I know it is frowned upon in many circles today. But, this evening, as we have for at least thirty years, the community in which I serve will observe a Seder Supper.

Here is my understanding of why this feels like a legitimate practice for Christians:

Seder is a Jewish ritual meal observed every year most often in family units by Jewish believers at the time of Passover. It follows the Haggadah which is an outline for ritually observing the instruction given to Moses in Exodus 13:8 that “You shall tell your child on that day, ‘It is because of what the Lord did for me when I came out of Egypt.’”

The celebration of Seder by Christians is in no way intended to be disrespectful to the Jewish people among whom this ritual has its origins and to whom it uniquely belongs.

When, as Christian we celebrate Seder, we are not pretending to be Jews. We are also not suggesting that the events of the Passover and Exodus of the Hebrew people simply point forward to their fulfillment in the coming of Jesus, as if the events in the history of the Hebrew people were lacking something in their original meaning and purpose. Christians believe that God is truly and deeply revealed in the Hebrew Scriptures and in the stories that tell the history of the Jews.

When we celebrate Seder, just as when we read the Old Testament, we seek to honour the deep and rich heritage of our roots in Jewish faith and tradition. The first Christians all came from Jewish origins. The early church was shaped by the culture, liturgy, theology, and spirituality of Judaism.
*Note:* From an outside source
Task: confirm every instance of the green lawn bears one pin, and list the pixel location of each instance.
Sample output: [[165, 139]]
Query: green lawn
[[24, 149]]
Christianity was born in the Jewish faith. It is impossible to enter deeply into the spirit of Christianity without having some awareness of the Jewish soil out of which Christian faith was born and in which it was first nurtured.

Jesus was a devout Jew throughout his life. Although he would never have celebrated Seder as it is now observed (Seder evolved into its current form between the destruction of the temple in 70 CE and the thirteenth century CE), Jesus certainly would have observed Passover and heard and told the stories of the Hebrew peoples’ liberation from slavery in Egypt.

The words and symbols used in Seder tell a universal story of bondage and freedom.  They tell of the reality that we often find ourselves feeling lost and cut off from the wisdom and light of God, but that no one has ever been forsaken by God.  The Seder speaks of God’s abundant provision for all people in times of need and struggle. The Seder story points to the reality of sorrow and the abiding promise of new life born even in the wilderness periods of our lives.

Seder speaks of truths we all share regardless of how we express them in our particular tradition. In Seder we celebrate the enduring power of life and the steady faithfulness of God’s mercy.  We hold these deep convictions in common with our Jewish brothers and sisters and with people of all faiths.

As Christians we see these themes embodied in the life, death, resurrection, and ascension of Jesus. Our unique celebration of these great truths is the supper Jesus left his followers during the last Passover he shared with them just before his death.

Seder is not Eucharist. But for Christians, Seder points to the root out of which the meal we share at the table of Christ emerged and reminds us of the gratitude and respect we owe to the Jewish forbearers of our faith.

In a world so often tragically divided a ritual that can be shared across faith traditions is a great gift and sign of hope and peace for all people.